On that particular evening, many of the regulars could testify that Kwame Aniedo and Hakim had left the bar arm in arm well before ten. Hakim was sober and walking straight. A full moon was sailing in the sky. The buffalo frogs were croaking. Kwame Aniedo was counting on Hakim to teach him more about civics, which was his weak point. Instead of this, the schoolmaster started confiding in him. Once again Kwame Aniedo had to put up with hearing the old story of the great white colonial papa, the Tukolor princess
maman,
and the snubs Hakim had suffered as an illegitimate child. And yet, protested Hakim, the mixed bloods are the future of the world, which is in a state of miscegenation. Yes, multiculturalism would conquer all. Exasperated, Kwame Aniedo was about to withdraw to his room when Hakim started on a new chapter—the one about how he had been propositioned by Celanire. Kwame Aniedo couldn't believe his ears. He had every reason to hate the oblate who had been the cause of the quarrel with his father. But no man normally equipped could reject such a creature. He plied Hakim with questions. What had he seen exactly?

“Go on, describe her dovelike breasts, the palace of her navel, the garden of her pubis, and the fountain of her delights. Did you drink your fill?”

Crimes between Africans arouse little interest. Genocide, pogroms, tribal warfare, ethnic cleansing—those people kill themselves and nobody says a word.

But this murder was an exception, for Hakim was of mixed blood, the illegitimate son of a distinguished colonial administrator who had served with distinction in Upper Senegal.
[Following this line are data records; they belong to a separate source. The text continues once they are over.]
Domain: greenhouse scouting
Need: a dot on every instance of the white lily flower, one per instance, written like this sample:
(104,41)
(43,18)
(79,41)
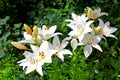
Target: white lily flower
(35,60)
(60,47)
(93,14)
(79,26)
(47,33)
(30,39)
(31,36)
(105,29)
(90,41)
The press had little trouble tracing the father: Robert Delafalaise, author of a remarkable anthropological study, the first of its kind in any case,
Les Bambara de Ségou et du Kaarta
. The incident was hotly debated. For those who opposed France's colonial endeavors—and there were quite a few, to tell the truth—it was proof, one more, of the crimes committed by the “gods of the bush,” as the governors-general, governors, and district commissioners were called. When they were on a tour of inspection, they showed no respect for the local chiefs and demanded a droit du seigneur over the local beauties. If they got them pregnant, they would heartlessly pack their offspring off to a Home for Half-Castes. Hakim was a victim, nothing but a victim. For the defenders of colonization, however, this crime illustrated the dangers of crossbreeding, the savagery of those half-castes capable of exterminating both the African and the European race, if you didn't watch out.